If $$\alpha$$ and $$\beta$$ be the roots of the equation $$x^{2} - 2x + 2 = 0$$, then the least value of $$n$$ for which $$\left(\frac{\alpha}{\beta}\right)^{n} = 1$$ is:

We have the quadratic equation $$x^{2}-2x+2=0$$ whose roots are denoted by $$\alpha$$ and $$\beta$$.

To find the roots, we first write the quadratic‐formula statement: for $$ax^{2}+bx+c=0,$$ the roots are $$x=\dfrac{-b\pm\sqrt{b^{2}-4ac}}{2a}.$$

Here $$a=1,\;b=-2,\;c=2.$$ Substituting these values we get

$$\alpha,\beta=\dfrac{-(-2)\pm\sqrt{(-2)^{2}-4(1)(2)}}{2(1)} =\dfrac{2\pm\sqrt{4-8}}{2} =\dfrac{2\pm\sqrt{-4}}{2} =\dfrac{2\pm2i}{2} =1\pm i.$$

So we may choose $$\alpha = 1+i,\qquad \beta = 1-i.$$

Now we calculate the ratio $$\dfrac{\alpha}{\beta}:$$

$$\frac{\alpha}{\beta} =\frac{1+i}{1-i} =\frac{(1+i)(1+i)}{(1-i)(1+i)} =\frac{(1+i)^{2}}{1^{2}-i^{2}} =\frac{1+2i+i^{2}}{1-(-1)} =\frac{1+2i-1}{2} =\frac{2i}{2} =i.$$

Thus $$\dfrac{\alpha}{\beta}=i.$$

We require the least positive integer $$n$$ for which $$ \left(\dfrac{\alpha}{\beta}\right)^{n}=1. $$ Substituting the value just found, this condition becomes $$i^{n}=1.$$

The integral powers of $$i$$ cycle as follows:

$$i^{1}=i,\; i^{2}=-1,\; i^{3}=-i,\; i^{4}=1,$$ and then the pattern repeats every four powers.

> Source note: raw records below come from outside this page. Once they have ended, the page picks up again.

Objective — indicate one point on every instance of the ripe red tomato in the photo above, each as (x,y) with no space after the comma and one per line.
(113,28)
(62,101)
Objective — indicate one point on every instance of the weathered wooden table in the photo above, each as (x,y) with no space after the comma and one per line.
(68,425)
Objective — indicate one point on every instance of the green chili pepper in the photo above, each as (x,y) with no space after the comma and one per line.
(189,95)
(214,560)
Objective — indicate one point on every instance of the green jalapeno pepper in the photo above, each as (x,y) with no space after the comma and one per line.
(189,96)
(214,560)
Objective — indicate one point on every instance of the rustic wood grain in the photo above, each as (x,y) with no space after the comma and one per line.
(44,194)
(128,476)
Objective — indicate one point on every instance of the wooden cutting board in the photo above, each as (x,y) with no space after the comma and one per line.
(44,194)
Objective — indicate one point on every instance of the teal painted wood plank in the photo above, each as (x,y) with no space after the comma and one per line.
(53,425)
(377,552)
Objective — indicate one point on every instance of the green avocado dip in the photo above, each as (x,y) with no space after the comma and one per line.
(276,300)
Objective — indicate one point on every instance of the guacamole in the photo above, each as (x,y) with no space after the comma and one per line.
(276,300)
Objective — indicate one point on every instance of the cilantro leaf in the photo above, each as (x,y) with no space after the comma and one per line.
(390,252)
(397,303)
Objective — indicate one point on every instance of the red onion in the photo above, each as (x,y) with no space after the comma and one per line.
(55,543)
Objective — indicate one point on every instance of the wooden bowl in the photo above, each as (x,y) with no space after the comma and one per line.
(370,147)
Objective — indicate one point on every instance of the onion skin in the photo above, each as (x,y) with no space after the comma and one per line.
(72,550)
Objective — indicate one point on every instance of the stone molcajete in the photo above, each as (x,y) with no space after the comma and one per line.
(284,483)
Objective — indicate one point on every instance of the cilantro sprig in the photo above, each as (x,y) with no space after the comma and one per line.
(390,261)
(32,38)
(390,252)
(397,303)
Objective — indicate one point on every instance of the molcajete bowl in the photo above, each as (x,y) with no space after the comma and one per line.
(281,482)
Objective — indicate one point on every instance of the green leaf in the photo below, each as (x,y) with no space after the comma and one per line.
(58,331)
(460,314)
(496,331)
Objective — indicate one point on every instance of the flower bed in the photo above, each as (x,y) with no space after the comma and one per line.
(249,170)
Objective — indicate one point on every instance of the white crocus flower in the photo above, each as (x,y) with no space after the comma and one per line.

The first time we obtain $$1$$ is at the fourth power. Hence the smallest positive integer satisfying $$i^{n}=1$$ is $$n=4.$$

Therefore the least value of $$n$$ for which $$\left(\dfrac{\alpha}{\beta}\right)^{n}=1$$ is $$4.$$ Hence, the correct answer is Option B.